Color television camera systems have evolved over the years, but a recent challenge has been to develop a practical high definition television camera with improved performance that can overcome limitations of existing solid state image sensor (e.g. CCD) technology.
It is known that an electronic video signal (television signal) can be encoded at reduced bandwidth by lowering the frame refresh rate of the high spatial frequency components, while maintaining the frame refresh rate of at least a portion of the low spatial frequency components at the standard rate. If done in a particular manner, this will not cause substantial degradation in the ultimately displayed image, since human vision cannot perceive changes in high spatial resolution information at as fast a rate as it can perceive changes in low spatial resolution information. Accordingly, as has been previously set forth, an electronic video encoding and decoding system can be devised which takes advantage of this, and other, characteristics of human vision by encoding higher spatial resolution video components to be at a temporal information rate which approximately corresponds to the highest rate actually perceived by human vision for such components; thereby eliminating the need to encode these components at a higher rate, which inherently wastes bandwidth.
The foregoing principle was used to advantage in my U.S. Pat.

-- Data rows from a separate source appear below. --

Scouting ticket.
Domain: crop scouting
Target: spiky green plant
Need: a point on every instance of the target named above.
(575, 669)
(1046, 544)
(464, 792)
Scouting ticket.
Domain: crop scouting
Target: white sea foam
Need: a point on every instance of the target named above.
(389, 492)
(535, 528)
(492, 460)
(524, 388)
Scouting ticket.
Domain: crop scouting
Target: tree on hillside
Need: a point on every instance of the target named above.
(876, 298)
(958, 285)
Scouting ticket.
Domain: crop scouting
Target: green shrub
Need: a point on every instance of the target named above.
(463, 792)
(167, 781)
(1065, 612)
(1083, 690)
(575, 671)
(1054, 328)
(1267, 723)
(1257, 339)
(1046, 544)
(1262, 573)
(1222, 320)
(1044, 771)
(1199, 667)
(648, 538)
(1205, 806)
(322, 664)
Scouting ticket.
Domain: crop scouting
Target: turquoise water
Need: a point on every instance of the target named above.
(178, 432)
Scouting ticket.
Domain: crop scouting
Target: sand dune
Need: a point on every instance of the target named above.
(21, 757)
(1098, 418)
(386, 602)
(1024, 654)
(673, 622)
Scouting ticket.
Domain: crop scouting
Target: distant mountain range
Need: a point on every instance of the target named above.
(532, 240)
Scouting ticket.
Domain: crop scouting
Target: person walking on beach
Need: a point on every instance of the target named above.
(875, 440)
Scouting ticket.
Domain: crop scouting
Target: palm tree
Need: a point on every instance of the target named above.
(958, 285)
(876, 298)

No. 4,652,909, which discloses a video camera system and method with a high definition capability. First and second video imaging devices are provided. Optical means are provided for directing light from the scene to both of the first and second video imaging devices, such that they receive substantially the same optical image. Means are provided for scanning the first video imaging device at a relatively fast scan rate, typically, but not necessarily, a conventional 30 frames per second. Means are also provided for scanning the second video imaging device at a relatively slow scan rate, preferably not greater than 15 frames per second. In this system, as indicated, the top octave (detail) information can be scanned at 15 frames per second and the other (lower spatial frequency) information scanned with a standard television camera at 30 interlaced frames per second.

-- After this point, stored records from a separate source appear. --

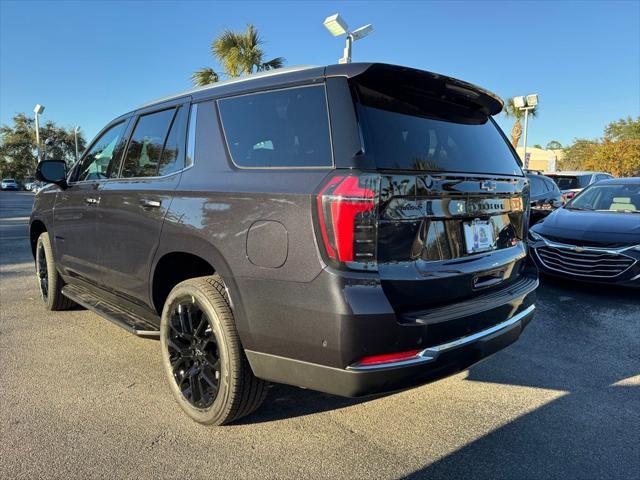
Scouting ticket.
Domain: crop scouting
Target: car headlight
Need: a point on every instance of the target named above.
(534, 236)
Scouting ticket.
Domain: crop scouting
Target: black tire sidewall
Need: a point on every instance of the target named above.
(216, 411)
(43, 245)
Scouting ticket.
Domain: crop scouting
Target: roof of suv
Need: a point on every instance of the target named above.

Another prior art approach of interest is the four tube (or sensor) color camera. In this camera system, a fourth tube is used to derive luminance while the three other tubes in the camera derive the color information. All tubes were scanned interlaced at 30 frames per second.
Interlaced scanning was developed many years ago as a way of displaying images without flicker at a frame rate of 30 frames per second. The 1/60 second integration time on the face of the interlaced camera was short enough to prevent "motion blur" of moving objects. Interlace can be visualized as a form of subband coding compression. It updates low spatial frequency information at 60 fields per second but requires 1/30 second to produce detail. Because of the longer integration time of the human visual system for detail information, this system works reasonably well. However, it has several artifacts resulting from the "compression". One such artifact relates to the fact that the eye frequently scans vertically at the interlace "line crawl" velocity. During this time the field line structure is clearly visible and objects moving at that velocity are displayed with half as many scan lines. A more objectionable artifact is interline flicker. Detail information near the Nyquist limit of resolution produces a "moire" beat at low spatial frequencies that flickers at 30 Hz. The visual system has good temporal response for low spatial frequencies. For this reason, displays that have considerable information near the Nyquist limit of resolution (e.g. some computer displays) use progressive rather than interlaced scanning.

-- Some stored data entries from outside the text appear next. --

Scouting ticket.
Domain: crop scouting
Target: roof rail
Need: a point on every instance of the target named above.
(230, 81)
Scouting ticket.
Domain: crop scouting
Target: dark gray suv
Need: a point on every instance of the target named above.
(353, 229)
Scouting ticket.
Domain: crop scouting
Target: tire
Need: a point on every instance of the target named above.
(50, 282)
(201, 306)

Interlace format has other recognized disadvantages. Interlace has been a difficult signal to process for compression systems and is a nuisance for electronic video post production. It has been a desire for the computer industry, compression researchers, and the post-production houses to have a video system that has square pixels, progressively scanned at a 1920.times.1080 common image format. Displays have long been able to display this format. For example, active-matrix LCD displays are addressed at 60 FPS progressively in order to get good motion rendition and high brightness. It is only the lack of a practical camera and recording device that has limited the transition to progressive scan in the common image format.
Image sensors have become available (e.g. Eastman Kodak KAI-2090 and KAI-2091) that have 1920.times.1080 square pixels, with a 16:9 aspect ratio, that can be scanned (interlaced or progressive) at 30 frames per second at 1080 visible lines per frame, or scanned (interlaced or progressive) at 60 frames per second, two lines at a time, to give 540 visible lines per frame. The problem, however, is that the sensors are not capable of being scanned at 60 frames per second and 1080 lines per frame.
It is among the objects of the present invention to provide a method and apparatus for generating color video signals at increased line and/or frame rates, and above the scanning capability of the sensors used, and preferably in progressive scan format, but without introducing artifacts when images are produced from the video signals. It is also among the objects of the present invention to provide an improved color video camera with a minimum of video sensors.